Take abortion funding out of health plan

President Obama may have told a little white lie during his private audience July 10 with Pope Benedict XVI. The Vatican’s official spokesman, Rev. Federico Lombardi, S.J. said “the president explicitly expressed his commitment to reducing the numbers of abortions and to listen to the church’s concern on moral issues.” But a different line has been coming from the Obama White House for several months, as administration officials conducted a series of secret meetings with pro-abortion, pro-life, and religious and political activists from both sides. Those meetings were meant, as the president described it in his Notre Dame address, to seek a “common ground” between abortions foes and supporters. Obama was quite specific in that speech, saying “let’s work together to reduce the number of women seeking abortions by reducing unintended pregnancies and making adoption more available, and providing care and support for women who do carry their child to term.”

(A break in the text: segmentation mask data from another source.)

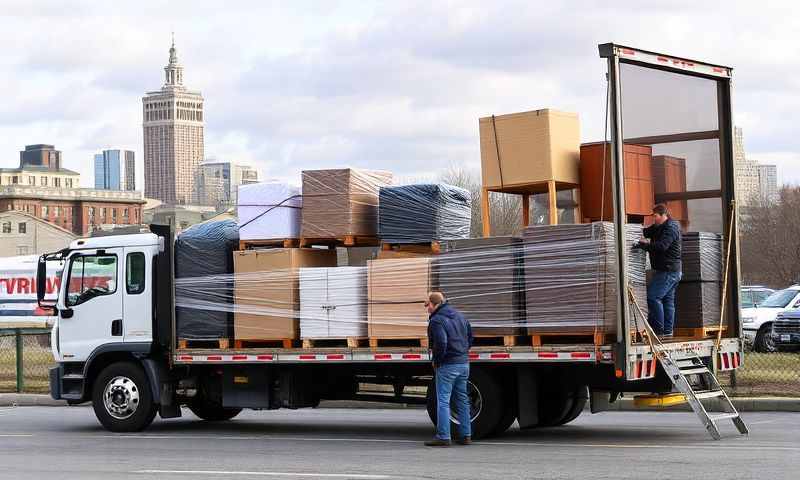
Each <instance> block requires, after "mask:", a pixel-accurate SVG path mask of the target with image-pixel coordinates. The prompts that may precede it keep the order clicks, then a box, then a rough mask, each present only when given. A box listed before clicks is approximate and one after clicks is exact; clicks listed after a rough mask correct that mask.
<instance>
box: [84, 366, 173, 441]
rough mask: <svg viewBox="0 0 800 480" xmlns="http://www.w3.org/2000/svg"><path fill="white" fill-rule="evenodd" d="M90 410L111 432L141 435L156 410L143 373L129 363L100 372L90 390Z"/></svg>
mask: <svg viewBox="0 0 800 480" xmlns="http://www.w3.org/2000/svg"><path fill="white" fill-rule="evenodd" d="M107 389H108V391H107ZM117 399H118V401H117ZM107 402H108V403H107ZM92 407H93V408H94V414H95V416H96V417H97V420H99V421H100V424H102V425H103V427H105V428H106V430H109V431H112V432H139V431H142V430H144V429H145V428H147V426H148V425H150V423H152V421H153V418H154V417H155V416H156V411H157V410H158V408H157V407H156V405H155V404H154V403H153V395H152V392H151V390H150V384H149V383H148V381H147V376H146V375H145V373H144V370H142V368H141V367H140V366H139V365H137V364H135V363H132V362H117V363H112V364H111V365H109V366H107V367H106V368H104V369H103V371H102V372H100V375H98V376H97V379H96V380H95V382H94V388H93V389H92Z"/></svg>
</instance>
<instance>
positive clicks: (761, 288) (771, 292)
mask: <svg viewBox="0 0 800 480" xmlns="http://www.w3.org/2000/svg"><path fill="white" fill-rule="evenodd" d="M773 293H775V290H773V289H771V288H767V287H762V286H761V285H745V286H743V287H742V288H741V294H739V298H740V299H741V301H742V308H756V307H758V306H759V305H761V304H762V303H763V302H764V300H766V299H767V297H769V296H770V295H772V294H773Z"/></svg>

But the White House official who led those secret meetings put a very different spin on the administration’s goals. When meeting participant Wendy Wright of Concerned Women for America noted Obama’s language favoring fewer abortions, she was testily corrected by Melody Barnes, White House domestic policy director, who said: “It is not our goal to reduce the number of abortions.” According to Wright, Barnes then said the administration’s goal is instead to “reduce the need for abortions.” To appreciate that something far more important than mere quibbling over language is involved, it is only necessary to look at Obama’s budget and at the health care reform legislation now before Congress.

In his 2010 budget proposal, Obama asked Congress to repeal a long-standing legislative provision that prevented federal funds from being used to pay for abortions by the District of Columbia government. The House Appropriations Committee voted with Obama on the issue July 8 and it appears likely the provision will be in whatever final budget measure Congress approves, with a result that thousands more D.C. abortions will be paid for by federal taxpayers. Obama has been silent as key amendments by representatives Eric Cantor, R-VA, and Sam Johnson, R-TX, to prevent federal funding of abortions under the health care reform bill were rejected in the House. Research by the Alan Guttmacher Institute makes clear that federal funding encourages more abortions, not fewer. So, if Obama meant what he said to the Pope in the Vatican and to America at Notre Dame about reducing the number of abortions, he should urge Congress to remove such funding from health care reform.